Exercise 4

For a two-sample, two-tailed t-test consider the following example data on men’s and women’s weights.

Create a data frame (call it ‘dat’) containing all the weights in the first column (‘weight’) and the gender identity in the second column (‘gender’).

men_weights <- c(71.1, 73.4, 85.9, 75.5, 75.9, 87, 78.2, 66.1, 70.2)
women_weights <- c(52.8, 61.1, 56.8, 57, 55.6, 52.2, 63.9, 57.5, 45.2)
dat <- data.frame(weight = c(men_weights, women_weights), gender = rep(c("male", "female"), each = 9))

Check for normality in the two groups separately using the hist as well as the qqnorm in conjunction with the qqline functions and the shapiro.test. If the normality criterion is not grossly violated, run a two-tailed t-test using the formula approach (refer to the lab notes or the last example in the help file for the t.test function if you don’t remember).

hist(dat[dat$gender == "female", "weight"])

hist(dat[dat$gender == "male", "weight"])

qqnorm(dat[dat$gender == "female", "weight"])
qqline(dat[dat$gender == "female", "weight"])

qqnorm(dat[dat$gender == "male", "weight"])
qqline(dat[dat$gender == "male", "weight"])
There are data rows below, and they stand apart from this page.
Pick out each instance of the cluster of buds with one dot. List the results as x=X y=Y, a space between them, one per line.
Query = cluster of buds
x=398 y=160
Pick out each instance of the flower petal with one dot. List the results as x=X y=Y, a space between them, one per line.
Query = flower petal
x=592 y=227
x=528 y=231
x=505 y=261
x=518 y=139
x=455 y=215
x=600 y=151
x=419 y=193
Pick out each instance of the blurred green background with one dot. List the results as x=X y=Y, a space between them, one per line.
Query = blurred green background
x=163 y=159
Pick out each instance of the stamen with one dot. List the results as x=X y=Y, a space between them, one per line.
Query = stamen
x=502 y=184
shapiro.test(dat[dat$gender == "male", "weight"])

## 
##  Shapiro-Wilk normality test
## 
## data:  dat[dat$gender == "male", "weight"]
## W = 0.93793, p-value = 0.5603

shapiro.test(dat[dat$gender == "female", "weight"])

## 
##  Shapiro-Wilk normality test
## 
## data:  dat[dat$gender == "female", "weight"]
## W = 0.95875, p-value = 0.7852

mean(dat[dat$gender == "male", "weight"])-mean(dat[dat$gender == "female", "weight"])

## [1] 20.13333

boxplot(weight ~ gender, data = dat)

t.test(weight ~ gender, data = dat)

## 
##  Welch Two Sample t-test
## 
## data:  weight by gender
## t = -6.8617, df = 15.08, p-value = 5.247e-06
## alternative hypothesis: true difference in means is not equal to 0
## 95 percent confidence interval:
##  -26.38443 -13.88224
## sample estimates:
## mean in group female   mean in group male 
##             55.78889             75.92222

Run a one-tailed t-test using the formula approach and hypothesise that women’s weights are lower than men’s (hint: to find out which group is considered x and which y when using the formula interface, use levels(dat$gender)…whatever is listed first is considered x in the t.test function).

str(dat)

## 'data.frame':    18 obs. of  2 variables:
##  $ weight: num  71.1 73.4 85.9 75.5 75.9 87 78.2 66.1 70.2 52.8 ...
##  $ gender: Factor w/ 2 levels "female","male": 2 2 2 2 2 2 2 2 2 1 ...

levels(dat$gender)

## [1] "female" "male"

t.test(weight ~ gender, data = dat, alternative = "less")

## 
##  Welch Two Sample t-test
## 
## data:  weight by gender
## t = -6.8617, df = 15.08, p-value = 2.624e-06
## alternative hypothesis: true difference in means is less than 0
## 95 percent confidence interval:
##       -Inf -14.99142
## sample estimates:
## mean in group female   mean in group male 
##             55.78889             75.92222

t.test(x = dat[dat$gender == "female", "weight"], y = dat[dat$gender == "male", "weight"], alternative = "less")

## 
##  Welch Two Sample t-test
## 
## data:  dat[dat$gender == "female", "weight"] and dat[dat$gender == "male", "weight"]
## t = -6.8617, df = 15.08, p-value = 2.624e-06
## alternative hypothesis: true difference in means is less than 0
## 95 percent confidence interval:
##       -Inf -14.99142
## sample estimates:
## mean of x mean of y 
##  55.78889  75.92222

## Aggregate the data
library(dplyr)

## 
## Attaching package: 'dplyr'

## The following objects are masked from 'package:stats':
## 
##     filter, lag

## The following objects are masked from 'package:base':
## 
##     intersect, setdiff, setequal, union

dat2 <- group_by(.data = dat, gender) %>% summarise(sd = sd(weight), se = se(weight), weight = mean(weight))
barplot(dat2$weight, ylim = c(0, 100), las = 1)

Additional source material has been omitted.